Workplace Gender Equality Act 2012

The Equal Opportunity for Women in the Workplace Amendment Act 2012 received Royal Assent on 6 December 2012. It amends the Equal Opportunity for Women in the Workplace Act 1999 and changes the title of the Act to Workplace Gender Equality Act 2012.

It imposes new reporting requirements on employers (including higher education institutions that are employers and non-public sector organisations with 100 or more employees).

The name of the Equal Opportunity for Women in the Workplace Agency is also changed to the Workplace Gender Equality Agency. The WGEA will monitor employer compliance.

New reporting obligations
A new reporting framework which requires employers to report against gender equality indicators will be phased in over a 2 year period.

If a relevant employer’s number of employees falls below 100, it must continue to report until employee numbers fall below 80.

The reporting period under the WGE Act refers to the 12 months from 1 April to 31 March, with reports being due between 1 April and 31 May.

For the reporting period 1 April 2012 to 31 March 2013, relevant employers will be required to prepare a public report which sets out the employer’s workplace profile and to comply with limited parts of the new framework.

Employers will be required to make public reports accessible to employees and shareholders and unions.

For the reporting period commencing on 1 April 2013 and onwards, a relevant employer must prepare and lodge a public report containing information relating to the employer and to the gender equality indicators.
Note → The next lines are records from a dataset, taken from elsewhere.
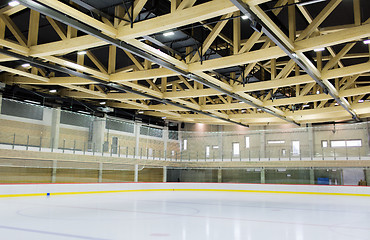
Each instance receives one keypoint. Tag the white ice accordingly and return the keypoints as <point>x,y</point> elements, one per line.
<point>186,215</point>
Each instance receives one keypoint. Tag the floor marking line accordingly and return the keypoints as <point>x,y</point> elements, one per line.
<point>205,190</point>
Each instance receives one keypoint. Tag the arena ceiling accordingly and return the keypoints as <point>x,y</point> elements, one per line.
<point>217,62</point>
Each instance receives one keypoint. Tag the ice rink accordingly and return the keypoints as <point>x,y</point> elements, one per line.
<point>186,215</point>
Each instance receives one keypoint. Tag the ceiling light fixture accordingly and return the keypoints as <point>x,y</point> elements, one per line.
<point>309,2</point>
<point>167,34</point>
<point>319,49</point>
<point>13,3</point>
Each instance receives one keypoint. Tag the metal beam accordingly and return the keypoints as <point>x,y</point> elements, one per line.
<point>120,88</point>
<point>300,59</point>
<point>138,52</point>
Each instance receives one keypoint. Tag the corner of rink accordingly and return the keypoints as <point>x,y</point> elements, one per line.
<point>24,190</point>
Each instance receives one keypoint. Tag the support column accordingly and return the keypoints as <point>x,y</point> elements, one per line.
<point>164,174</point>
<point>55,125</point>
<point>367,176</point>
<point>1,100</point>
<point>263,175</point>
<point>165,140</point>
<point>311,140</point>
<point>219,175</point>
<point>54,172</point>
<point>312,176</point>
<point>263,143</point>
<point>100,172</point>
<point>220,141</point>
<point>137,139</point>
<point>136,176</point>
<point>98,133</point>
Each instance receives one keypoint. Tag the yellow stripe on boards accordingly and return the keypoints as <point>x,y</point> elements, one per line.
<point>194,190</point>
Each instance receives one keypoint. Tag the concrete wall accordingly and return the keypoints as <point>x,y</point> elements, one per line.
<point>42,189</point>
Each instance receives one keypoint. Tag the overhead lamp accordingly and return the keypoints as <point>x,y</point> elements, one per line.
<point>30,101</point>
<point>83,112</point>
<point>309,2</point>
<point>13,3</point>
<point>319,49</point>
<point>167,34</point>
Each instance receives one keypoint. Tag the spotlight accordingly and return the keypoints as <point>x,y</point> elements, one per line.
<point>319,49</point>
<point>13,3</point>
<point>167,34</point>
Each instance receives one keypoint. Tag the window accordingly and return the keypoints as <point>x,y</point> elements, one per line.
<point>275,142</point>
<point>246,142</point>
<point>235,149</point>
<point>295,146</point>
<point>346,143</point>
<point>208,149</point>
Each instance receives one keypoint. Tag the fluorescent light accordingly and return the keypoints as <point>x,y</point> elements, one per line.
<point>319,49</point>
<point>167,34</point>
<point>30,101</point>
<point>13,3</point>
<point>83,112</point>
<point>309,2</point>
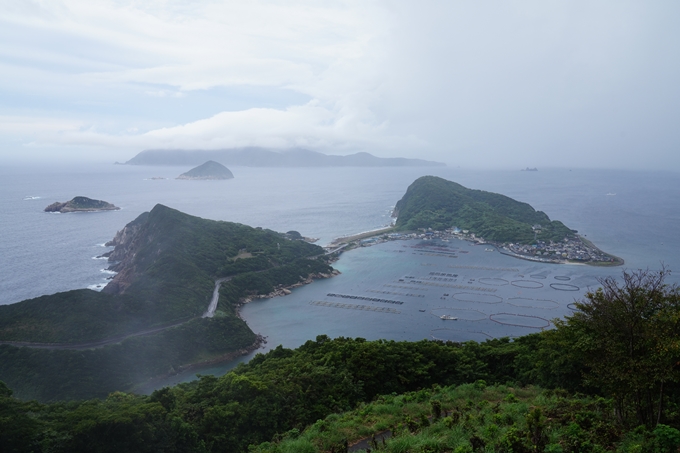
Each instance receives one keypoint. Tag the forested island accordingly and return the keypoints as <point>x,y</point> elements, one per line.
<point>263,157</point>
<point>148,321</point>
<point>435,204</point>
<point>81,204</point>
<point>605,379</point>
<point>208,171</point>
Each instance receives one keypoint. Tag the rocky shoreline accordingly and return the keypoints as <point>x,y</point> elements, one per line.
<point>285,290</point>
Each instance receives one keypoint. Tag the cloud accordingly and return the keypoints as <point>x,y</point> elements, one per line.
<point>541,83</point>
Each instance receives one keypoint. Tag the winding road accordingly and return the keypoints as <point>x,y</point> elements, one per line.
<point>210,312</point>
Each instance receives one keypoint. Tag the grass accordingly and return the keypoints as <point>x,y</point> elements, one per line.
<point>474,418</point>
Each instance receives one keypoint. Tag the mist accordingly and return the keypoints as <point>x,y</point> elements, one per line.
<point>512,84</point>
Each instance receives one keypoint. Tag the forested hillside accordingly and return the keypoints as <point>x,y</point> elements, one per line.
<point>433,202</point>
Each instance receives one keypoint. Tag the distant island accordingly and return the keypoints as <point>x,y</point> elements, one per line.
<point>515,228</point>
<point>261,157</point>
<point>78,204</point>
<point>208,170</point>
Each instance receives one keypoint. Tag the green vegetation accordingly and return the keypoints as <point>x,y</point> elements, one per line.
<point>544,392</point>
<point>169,263</point>
<point>432,202</point>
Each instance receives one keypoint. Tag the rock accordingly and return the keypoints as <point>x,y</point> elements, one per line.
<point>81,204</point>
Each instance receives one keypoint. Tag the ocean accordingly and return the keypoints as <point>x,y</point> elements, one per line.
<point>631,214</point>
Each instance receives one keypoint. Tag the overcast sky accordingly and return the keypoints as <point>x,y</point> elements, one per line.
<point>471,83</point>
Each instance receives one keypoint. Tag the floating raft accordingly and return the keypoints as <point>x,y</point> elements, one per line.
<point>323,303</point>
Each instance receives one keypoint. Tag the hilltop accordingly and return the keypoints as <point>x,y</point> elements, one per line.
<point>261,157</point>
<point>208,170</point>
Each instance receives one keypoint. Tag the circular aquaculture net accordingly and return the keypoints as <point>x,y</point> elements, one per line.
<point>511,319</point>
<point>533,303</point>
<point>459,336</point>
<point>564,287</point>
<point>493,281</point>
<point>481,298</point>
<point>528,284</point>
<point>460,313</point>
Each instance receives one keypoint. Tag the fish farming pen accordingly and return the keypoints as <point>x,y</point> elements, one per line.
<point>436,254</point>
<point>323,303</point>
<point>527,284</point>
<point>369,299</point>
<point>447,285</point>
<point>459,335</point>
<point>527,302</point>
<point>394,293</point>
<point>440,279</point>
<point>389,285</point>
<point>443,274</point>
<point>463,314</point>
<point>493,281</point>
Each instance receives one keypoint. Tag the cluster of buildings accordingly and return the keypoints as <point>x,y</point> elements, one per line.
<point>570,249</point>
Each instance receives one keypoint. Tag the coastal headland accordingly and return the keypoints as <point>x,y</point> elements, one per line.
<point>434,208</point>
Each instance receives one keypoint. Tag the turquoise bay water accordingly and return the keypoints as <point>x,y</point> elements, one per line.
<point>634,215</point>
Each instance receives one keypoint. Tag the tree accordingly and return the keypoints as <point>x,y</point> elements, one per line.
<point>628,335</point>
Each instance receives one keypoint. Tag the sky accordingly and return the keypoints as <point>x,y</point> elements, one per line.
<point>470,83</point>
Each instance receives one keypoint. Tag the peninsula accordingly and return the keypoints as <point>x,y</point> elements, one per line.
<point>208,171</point>
<point>81,204</point>
<point>262,157</point>
<point>434,208</point>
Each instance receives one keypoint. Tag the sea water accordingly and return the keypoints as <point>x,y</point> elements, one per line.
<point>633,215</point>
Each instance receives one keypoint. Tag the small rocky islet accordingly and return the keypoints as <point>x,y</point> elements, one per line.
<point>81,204</point>
<point>208,171</point>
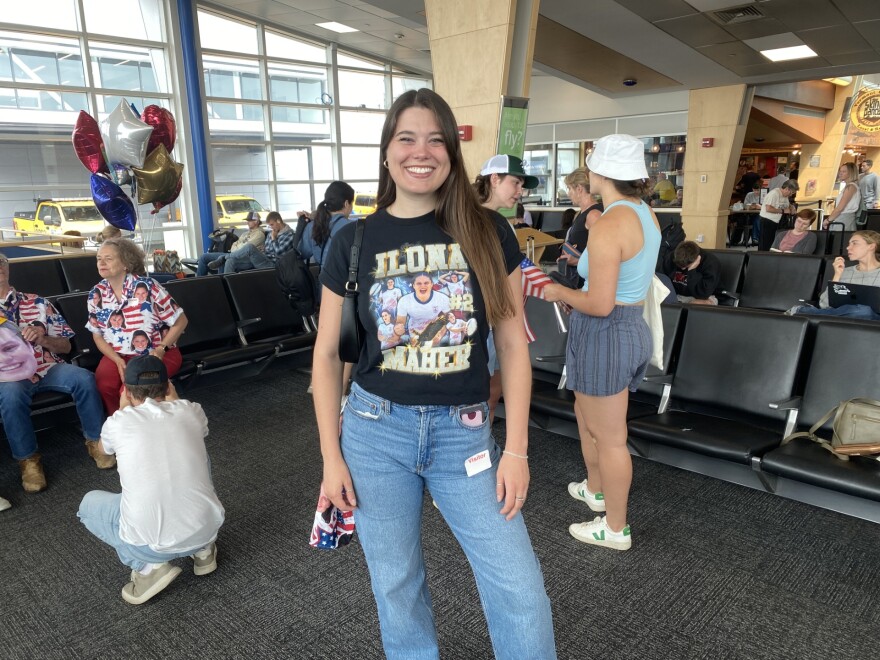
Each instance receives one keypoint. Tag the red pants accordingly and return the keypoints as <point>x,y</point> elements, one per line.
<point>110,384</point>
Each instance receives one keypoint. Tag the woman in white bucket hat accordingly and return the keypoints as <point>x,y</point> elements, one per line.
<point>609,344</point>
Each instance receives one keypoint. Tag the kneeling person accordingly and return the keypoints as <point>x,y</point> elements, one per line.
<point>168,508</point>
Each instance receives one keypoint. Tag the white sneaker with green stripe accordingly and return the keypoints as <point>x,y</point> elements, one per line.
<point>598,532</point>
<point>579,491</point>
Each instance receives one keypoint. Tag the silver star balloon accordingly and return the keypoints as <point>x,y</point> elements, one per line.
<point>125,136</point>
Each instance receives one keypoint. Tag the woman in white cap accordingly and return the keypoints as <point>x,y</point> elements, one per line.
<point>501,182</point>
<point>609,344</point>
<point>499,186</point>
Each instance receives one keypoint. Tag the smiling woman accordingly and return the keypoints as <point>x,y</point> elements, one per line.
<point>436,270</point>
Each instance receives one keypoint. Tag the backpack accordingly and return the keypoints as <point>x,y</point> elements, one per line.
<point>855,430</point>
<point>295,277</point>
<point>670,237</point>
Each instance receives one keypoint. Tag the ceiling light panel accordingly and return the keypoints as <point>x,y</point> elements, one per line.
<point>790,53</point>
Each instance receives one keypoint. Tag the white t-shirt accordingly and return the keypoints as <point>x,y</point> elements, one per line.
<point>853,205</point>
<point>168,498</point>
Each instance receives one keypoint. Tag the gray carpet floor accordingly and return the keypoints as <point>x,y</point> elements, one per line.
<point>716,570</point>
The report must be signed off by the employer's CEO. New minimum standards will also be required to reported on from the 2014–15 reporting period.

The public report must:
(a) set out the workplace profile;
(b) describe the employer’s analysis of the issues in the employer’s workplace relating to equal opportunity for women;
(c) describe the actions taken by the employer during the reporting period to address the priority issues identified in the analysis; and
(d) describe the actions that the employer plans to take in the next reporting period to address the issues relating to employment matters that the employer would need to address to achieve equal opportunity for women in the workplace.

The gender equality indicators that a relevant employer must report on are:
• gender composition of the workforce;
• gender composition of governing bodies of relevant employers;
• equal remuneration between women and men;
• availability and utility of employment terms, conditions and practices relating to flexible working arrangements for employees and to working arrangements supporting employees with family or caring responsibilities;
• consultation with employees on issues concerning gender equality in the workplace; and
• any other matters specified in an instrument made by the Minister.

The employment matters are defined as:
• the recruitment procedure, and selection criteria, for appointment or engagement of persons as employees
• the promotion, transfer and termination of employment of employees
• training and development for employees
• work organisation including flexible working arrangements
• conditions of service of employees including equal remuneration between women and men
• arrangements for dealing with sex-based harassment of employees in the workplace
• arrangements for dealing with pregnant, or potentially pregnant employees and employees who are breastfeeding their children
• arrangements relating to employees with family or caring responsibilities.

Although the Agency may identify non-compliant employers in its annual report to the Minister ("name and shame") there are no penalties under the WGE Act.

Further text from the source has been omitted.